Preocupado com as repercussões do caso (tratava-se de obra pública do Governo municipal com inúmeras restrições ambientais) avisei as equipes de segurança e de meio ambiente da obra. Depois de uma conversa “dura” com os operários, a capivara foi libertada e nunca mais esse problema se repetiu.
Passada a crise, eu cheguei a conversar com alguns desses operários e fiquei sabendo que os churrascos de capivaras e outros animais silvestres era uma espécie de tradição do grupo – sempre que eles conseguiam capturar um desses animais a festança do fim de semana estava garantida.
Eu imagino que histórias desse tipo se repitam todos os dias por todos os cantos do país, sem que estardalhaços midiáticos sejam feitos pelos “ambientalistas de ar condicionado”, como eu costumo chamar. Porém, o resgate de Filó é o que representa a salvação dos animais silvestres ameaçados!

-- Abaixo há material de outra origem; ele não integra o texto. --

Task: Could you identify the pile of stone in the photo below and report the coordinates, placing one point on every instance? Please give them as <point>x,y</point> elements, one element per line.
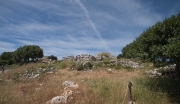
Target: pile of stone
<point>129,63</point>
<point>167,71</point>
<point>67,95</point>
<point>34,73</point>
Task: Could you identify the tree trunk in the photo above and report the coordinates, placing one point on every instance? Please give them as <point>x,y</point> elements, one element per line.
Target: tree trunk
<point>177,68</point>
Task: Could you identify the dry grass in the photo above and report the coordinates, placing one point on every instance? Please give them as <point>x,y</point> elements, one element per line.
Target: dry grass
<point>96,87</point>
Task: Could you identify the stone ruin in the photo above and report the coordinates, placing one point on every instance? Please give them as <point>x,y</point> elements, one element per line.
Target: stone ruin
<point>33,73</point>
<point>98,59</point>
<point>166,71</point>
<point>67,94</point>
<point>89,57</point>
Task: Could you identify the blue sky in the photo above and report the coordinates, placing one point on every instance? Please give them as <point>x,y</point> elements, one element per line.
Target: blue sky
<point>73,27</point>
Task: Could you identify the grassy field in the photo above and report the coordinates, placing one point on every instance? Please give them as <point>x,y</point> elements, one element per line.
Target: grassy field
<point>96,87</point>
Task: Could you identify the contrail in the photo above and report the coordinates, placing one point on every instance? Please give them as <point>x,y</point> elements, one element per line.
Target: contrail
<point>92,24</point>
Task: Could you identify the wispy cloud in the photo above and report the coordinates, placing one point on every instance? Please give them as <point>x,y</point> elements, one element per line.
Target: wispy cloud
<point>92,24</point>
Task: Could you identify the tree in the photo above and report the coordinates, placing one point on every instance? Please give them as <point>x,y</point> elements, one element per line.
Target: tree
<point>27,52</point>
<point>159,43</point>
<point>6,58</point>
<point>52,57</point>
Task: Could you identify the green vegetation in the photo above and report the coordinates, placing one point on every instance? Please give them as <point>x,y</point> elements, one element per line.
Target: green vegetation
<point>21,55</point>
<point>159,44</point>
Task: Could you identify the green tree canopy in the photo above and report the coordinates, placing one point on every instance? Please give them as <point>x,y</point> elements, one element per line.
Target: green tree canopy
<point>27,52</point>
<point>6,58</point>
<point>159,43</point>
<point>52,57</point>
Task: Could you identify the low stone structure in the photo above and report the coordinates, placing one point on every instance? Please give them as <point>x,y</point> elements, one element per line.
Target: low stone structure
<point>167,71</point>
<point>66,96</point>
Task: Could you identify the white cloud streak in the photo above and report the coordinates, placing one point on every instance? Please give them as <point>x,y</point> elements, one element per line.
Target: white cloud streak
<point>92,24</point>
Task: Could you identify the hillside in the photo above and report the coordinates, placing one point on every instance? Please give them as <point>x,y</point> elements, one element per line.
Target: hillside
<point>97,86</point>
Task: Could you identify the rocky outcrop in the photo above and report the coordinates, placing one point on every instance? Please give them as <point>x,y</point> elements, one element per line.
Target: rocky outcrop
<point>167,71</point>
<point>66,96</point>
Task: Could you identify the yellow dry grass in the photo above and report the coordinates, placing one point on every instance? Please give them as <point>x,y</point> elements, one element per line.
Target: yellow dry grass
<point>95,87</point>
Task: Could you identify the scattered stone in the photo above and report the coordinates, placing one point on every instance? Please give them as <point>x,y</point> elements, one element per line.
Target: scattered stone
<point>167,71</point>
<point>66,96</point>
<point>70,84</point>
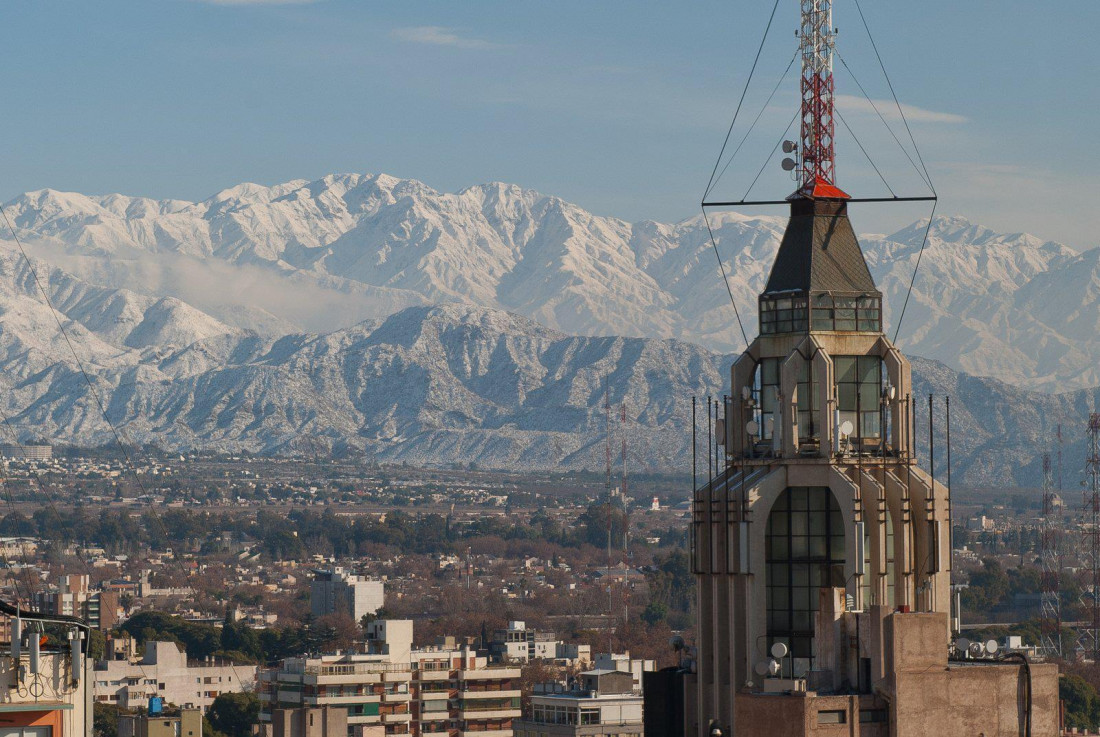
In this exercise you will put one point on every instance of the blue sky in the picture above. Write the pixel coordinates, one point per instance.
(617, 106)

Faço votos que o debate público criado a partir da história de Filó e de Agenor Tupinambá possa resultar em propostas realmente efetivas e funcionais para a proteção da fauna silvestre. E que fique bem claro – nem de longe eu defendo a criação desses animais como pets (aliás, existem animais domésticos resgatados em abrigos por todo o Brasil a procura de um lar).
Proteção e cuidado para a fauna silvestre sim, espetacularização não!
Encerrando: a imagem que ilustra esta postagem é de autoria de Eduardo Lima, artista plástico baiano, que resolveu homenagear Agenor Tupinambá e Filó.